Greenflash maintains a catalog of known model upgrade paths across providers. When a newer model from the same provider is available at equal or lower cost, we flag it as a detected issue and factor it into the recommendation. This makes it easy to identify low-risk upgrades where you get a newer model without paying more. Each recommendation includes links to view the relevant conversations. Click through to see:
  • Conversations with detected issues (hallucinations, jailbreaks, etc.)
  • High and low quality conversation examples
  • Patterns that informed the recommendation
Recommendations require at least 10 analyzed conversations. If you don’t see recommendations yet, wait for more conversations to be processed.

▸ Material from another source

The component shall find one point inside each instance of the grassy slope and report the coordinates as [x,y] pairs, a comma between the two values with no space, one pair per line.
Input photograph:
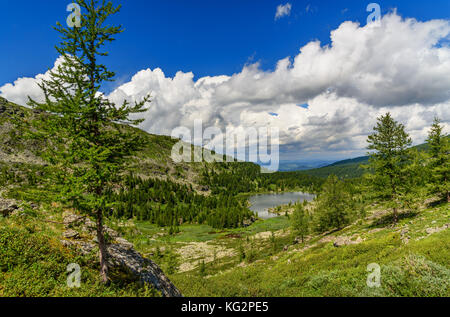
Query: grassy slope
[317,268]
[33,262]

Understanding Model Metrics

Quality Index

The Conversation Quality Index measures how well the model handled conversations on a 0-100 scale. It’s calculated from:
  • User satisfaction signals
  • Conversation outcomes
  • Safety metrics

Pillar Scores

Each model is scored on four pillars:
PillarWhat it measures
SatisfactionDid users get what they needed?
GrowthDid the interaction drive positive outcomes?
FrictionHow smooth was the interaction?
SafetyWere there any safety issues?

Sentiment Analysis

Track how users feel during conversations:
  • Average sentiment: Positive, neutral, or negative
  • Sentiment change: Did users’ sentiment improve or decline?

Best Practices

1. Track All Model Usage

Always send the model parameter, even for simple integrations:
always-track.ts
// Good: Always include model
const params = {
  model: 'gpt-4-turbo',
  messages: [...]
};

// Less ideal: No model tracking
const params = {
  messages: [...]  // Can't analyze model performance
};

2. Use Consistent Naming

Pick a naming convention and stick to it. Greenflash will normalize, but consistency helps:
// Pick one style
model: 'gpt-4-turbo'  // OpenAI style
model: 'anthropic/claude-3-5-sonnet'  // OpenRouter style

3. Segment by Product

Model performance varies by use case. Create separate products for different use cases to get meaningful comparisons:
// Customer support product
const supportParams = {
  productId: 'support-bot-prod',
  model: 'claude-3-5-sonnet',
  ...
};

// Code assistant product
const codeParams = {
  productId: 'code-assistant-prod',
  model: 'gpt-4-turbo',
  ...
};

4. A/B Test Models

Use sampling to compare models on the same traffic:
ab-test.ts
const model = Math.random() > 0.5 ? 'gpt-4-turbo' : 'claude-3-5-sonnet';

const params = {
  productId: 'YOUR_PRODUCT_ID',
  model: model,
  messages: [...]
};
Then compare performance in the Greenflash dashboard.